Cinque anni dopo il turning point di Fornovo, il figlio di papa Alessandro VI, Cesare Borgia, costituì un suo ducato in centro Italia grazie ai soldi del padre e all’aiuto militare del re francese Luigi XII. In breve tempo si distaccò dai suoi due ingombranti sponsor e cominciò a guerreggiare di testa sua, attaccando chi gli pareva emettendo insieme anche eserciti assai innovativi tatticamente e in cui l’elemento italiano, e in particolar modo quello romagnolo, era predominante. L’improvvisa scomparsa di Alessandro VI mise in grave difficoltà economica “il Valentino”, che non riuscì più a mantenere sotto le armi tutti i soldati di cui aveva bisogno. E che questi piani contemplassero la gran parte d’Italia ce lo dice un cronista coevo del Borgia, il cesenate Giuliano Fantaguzzi: “volea fare a Cesena: palazo, canale, rota, studio, piaza in forteza, agrandare Cesena, fontana in piaza, duchessa, corte a Cesena, fare el porto Cesenatico et finalmente farse re de Toschana et poi imperator de Roma con castello santo Angello”. Un’Italia unita sotto Cesare Borgia avrebbe dato un bello scossone alla geopolitica del tempo, ma la morte di Rodrigo Borgia è stata la sliding door che l’ha evitata.

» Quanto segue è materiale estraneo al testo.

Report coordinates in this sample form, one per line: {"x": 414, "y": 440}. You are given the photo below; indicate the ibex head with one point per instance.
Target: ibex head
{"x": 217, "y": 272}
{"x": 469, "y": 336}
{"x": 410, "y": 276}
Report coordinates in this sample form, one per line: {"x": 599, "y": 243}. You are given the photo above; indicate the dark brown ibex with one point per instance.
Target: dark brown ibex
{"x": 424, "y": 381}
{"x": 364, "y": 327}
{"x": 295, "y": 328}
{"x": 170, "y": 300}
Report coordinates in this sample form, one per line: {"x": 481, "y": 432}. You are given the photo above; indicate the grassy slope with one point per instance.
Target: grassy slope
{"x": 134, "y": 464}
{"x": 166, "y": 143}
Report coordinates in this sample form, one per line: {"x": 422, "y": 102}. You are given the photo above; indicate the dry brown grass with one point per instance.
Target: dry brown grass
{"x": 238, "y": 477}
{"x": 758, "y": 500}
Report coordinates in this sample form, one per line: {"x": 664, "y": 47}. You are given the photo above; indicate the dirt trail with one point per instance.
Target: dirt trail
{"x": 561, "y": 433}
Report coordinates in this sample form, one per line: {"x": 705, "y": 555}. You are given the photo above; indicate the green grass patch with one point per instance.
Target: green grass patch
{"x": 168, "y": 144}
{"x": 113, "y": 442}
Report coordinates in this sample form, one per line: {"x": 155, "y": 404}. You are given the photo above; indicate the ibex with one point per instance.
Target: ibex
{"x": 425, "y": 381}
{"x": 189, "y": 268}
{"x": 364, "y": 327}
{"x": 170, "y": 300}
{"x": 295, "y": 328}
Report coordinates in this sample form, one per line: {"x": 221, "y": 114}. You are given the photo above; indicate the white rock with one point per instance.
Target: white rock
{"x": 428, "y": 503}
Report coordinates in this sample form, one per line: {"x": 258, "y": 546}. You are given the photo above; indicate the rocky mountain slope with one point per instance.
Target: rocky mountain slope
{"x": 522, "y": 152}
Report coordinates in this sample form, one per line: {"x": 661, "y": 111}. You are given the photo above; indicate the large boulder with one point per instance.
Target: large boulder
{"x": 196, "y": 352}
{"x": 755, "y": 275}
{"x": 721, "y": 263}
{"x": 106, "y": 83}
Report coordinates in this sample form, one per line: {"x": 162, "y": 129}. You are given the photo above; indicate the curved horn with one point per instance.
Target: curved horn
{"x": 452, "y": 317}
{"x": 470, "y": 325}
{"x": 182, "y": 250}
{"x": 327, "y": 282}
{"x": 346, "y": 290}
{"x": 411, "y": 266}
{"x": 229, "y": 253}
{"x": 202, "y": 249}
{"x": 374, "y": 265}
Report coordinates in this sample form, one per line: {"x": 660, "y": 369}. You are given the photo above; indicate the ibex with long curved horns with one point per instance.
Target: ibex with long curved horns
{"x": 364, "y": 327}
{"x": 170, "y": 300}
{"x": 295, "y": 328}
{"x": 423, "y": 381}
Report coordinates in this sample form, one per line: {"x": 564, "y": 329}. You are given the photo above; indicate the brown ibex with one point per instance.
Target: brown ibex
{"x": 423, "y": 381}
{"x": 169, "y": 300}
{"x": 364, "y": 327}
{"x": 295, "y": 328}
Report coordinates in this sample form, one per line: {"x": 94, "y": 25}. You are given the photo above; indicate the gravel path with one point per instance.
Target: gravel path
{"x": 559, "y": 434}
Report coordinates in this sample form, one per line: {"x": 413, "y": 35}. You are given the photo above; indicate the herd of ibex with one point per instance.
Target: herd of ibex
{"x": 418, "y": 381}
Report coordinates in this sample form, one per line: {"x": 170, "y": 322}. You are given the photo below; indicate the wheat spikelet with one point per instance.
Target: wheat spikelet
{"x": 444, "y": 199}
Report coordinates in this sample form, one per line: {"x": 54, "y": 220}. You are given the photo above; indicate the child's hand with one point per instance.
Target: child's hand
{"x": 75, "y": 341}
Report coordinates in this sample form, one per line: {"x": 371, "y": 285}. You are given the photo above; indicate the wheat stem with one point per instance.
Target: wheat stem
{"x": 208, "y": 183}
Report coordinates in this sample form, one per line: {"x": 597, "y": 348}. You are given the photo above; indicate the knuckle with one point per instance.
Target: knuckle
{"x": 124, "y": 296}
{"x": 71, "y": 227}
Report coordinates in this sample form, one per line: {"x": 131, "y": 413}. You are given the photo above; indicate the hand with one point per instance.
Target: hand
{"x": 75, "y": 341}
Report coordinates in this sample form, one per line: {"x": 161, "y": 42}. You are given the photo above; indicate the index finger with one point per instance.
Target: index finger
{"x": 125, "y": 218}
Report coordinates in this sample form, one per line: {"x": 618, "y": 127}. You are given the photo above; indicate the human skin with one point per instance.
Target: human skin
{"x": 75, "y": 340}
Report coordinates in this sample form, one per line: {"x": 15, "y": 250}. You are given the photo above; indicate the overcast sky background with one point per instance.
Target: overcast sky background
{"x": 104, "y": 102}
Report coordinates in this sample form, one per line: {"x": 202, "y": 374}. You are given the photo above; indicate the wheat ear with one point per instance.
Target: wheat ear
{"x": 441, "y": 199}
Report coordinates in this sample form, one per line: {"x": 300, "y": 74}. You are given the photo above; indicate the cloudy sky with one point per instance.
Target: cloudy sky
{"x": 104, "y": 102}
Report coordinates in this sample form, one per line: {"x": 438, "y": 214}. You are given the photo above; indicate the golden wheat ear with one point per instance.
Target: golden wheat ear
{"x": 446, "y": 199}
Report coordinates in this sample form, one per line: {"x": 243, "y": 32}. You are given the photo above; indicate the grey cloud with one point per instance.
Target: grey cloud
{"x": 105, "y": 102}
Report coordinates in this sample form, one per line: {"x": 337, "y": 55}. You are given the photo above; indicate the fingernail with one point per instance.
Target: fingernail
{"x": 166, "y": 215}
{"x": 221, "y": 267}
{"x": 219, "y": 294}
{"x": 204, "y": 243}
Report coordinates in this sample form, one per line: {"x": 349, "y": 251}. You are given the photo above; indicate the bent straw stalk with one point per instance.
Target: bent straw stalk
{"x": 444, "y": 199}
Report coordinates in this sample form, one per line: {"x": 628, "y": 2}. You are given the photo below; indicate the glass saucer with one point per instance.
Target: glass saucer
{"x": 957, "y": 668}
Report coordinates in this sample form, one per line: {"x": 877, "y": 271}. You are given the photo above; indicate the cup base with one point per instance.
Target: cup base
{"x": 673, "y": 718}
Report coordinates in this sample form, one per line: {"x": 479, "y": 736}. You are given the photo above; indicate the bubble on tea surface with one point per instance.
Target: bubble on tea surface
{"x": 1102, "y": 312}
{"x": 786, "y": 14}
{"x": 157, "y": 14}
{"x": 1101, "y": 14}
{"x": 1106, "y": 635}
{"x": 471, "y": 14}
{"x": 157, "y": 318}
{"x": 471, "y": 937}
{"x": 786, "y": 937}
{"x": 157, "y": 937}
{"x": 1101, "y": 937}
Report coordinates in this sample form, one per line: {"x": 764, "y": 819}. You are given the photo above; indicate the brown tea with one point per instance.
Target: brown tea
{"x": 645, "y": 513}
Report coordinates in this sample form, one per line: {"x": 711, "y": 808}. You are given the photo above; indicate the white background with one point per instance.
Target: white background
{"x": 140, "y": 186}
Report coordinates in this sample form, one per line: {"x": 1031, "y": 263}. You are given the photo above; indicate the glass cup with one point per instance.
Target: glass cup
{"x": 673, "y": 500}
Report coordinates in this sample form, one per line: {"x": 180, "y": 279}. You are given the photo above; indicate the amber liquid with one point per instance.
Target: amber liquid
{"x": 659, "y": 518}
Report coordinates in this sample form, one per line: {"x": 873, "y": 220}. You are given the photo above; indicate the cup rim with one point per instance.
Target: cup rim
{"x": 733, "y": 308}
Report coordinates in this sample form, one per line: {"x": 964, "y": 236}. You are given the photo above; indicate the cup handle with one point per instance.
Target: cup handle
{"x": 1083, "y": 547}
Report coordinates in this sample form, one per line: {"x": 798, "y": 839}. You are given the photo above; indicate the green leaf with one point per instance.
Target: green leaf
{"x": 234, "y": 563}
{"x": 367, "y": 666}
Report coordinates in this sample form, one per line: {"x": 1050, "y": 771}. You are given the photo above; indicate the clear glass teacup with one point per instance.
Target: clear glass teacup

Il dominio spagnolo su gran parte delle penisola sedò ogni ulteriore tentativo di italianità. Tralasciando la folcloristica Disfida di Barletta, bisognò attendere le guerre napoleoniche per avere un nuovo paladino della nazione e una battaglia turning point. Gioacchino Murat re di Napoli e cognato di Napoleone, un progetto di unificazione raffazzonato e vago ma con tanto di proclama agli Italiani letto pubblicamente a Rimini. Si combatté una sanguinosa battaglia a Tolentino, che vide però la netta vittoria degli austriaci. Un’altra sliding door chiusa.
Fu solo con il Risorgimento di Vittorio Emanuele II, Cavour, Garibaldi e Mazzini che la porta fu finalmente tenuta aperta e si ebbe l’Italia unita.
Le prime cocenti sconfitte militari del Regno d’Italia furono il motivo per cui il nostro Paese perse per sempre la possibilità di essere una potenza militare rispettata e temuta e si dovette poi accontentare di ruoli subalterni in politica estera. La battaglia di Custoza del 1866 e quella navale di Lissa, pur combattute in netta superiorità numerica, sancirono l’incapacità italiana di fare la guerra. Il disastro coloniale di Adua, del 1896, ne fu solo l’inevitabile epilogo. Da quel momento, il cosiddetto “mondo civilizzato” ci ha sempre guardato quantomeno con malcelato disprezzo. Ed è nata la storiella che gli italiani non sanno fare la guerra perché troppo occupati a far l’amore, mangiare pizza e pasta, giocare a calcio e fare casino.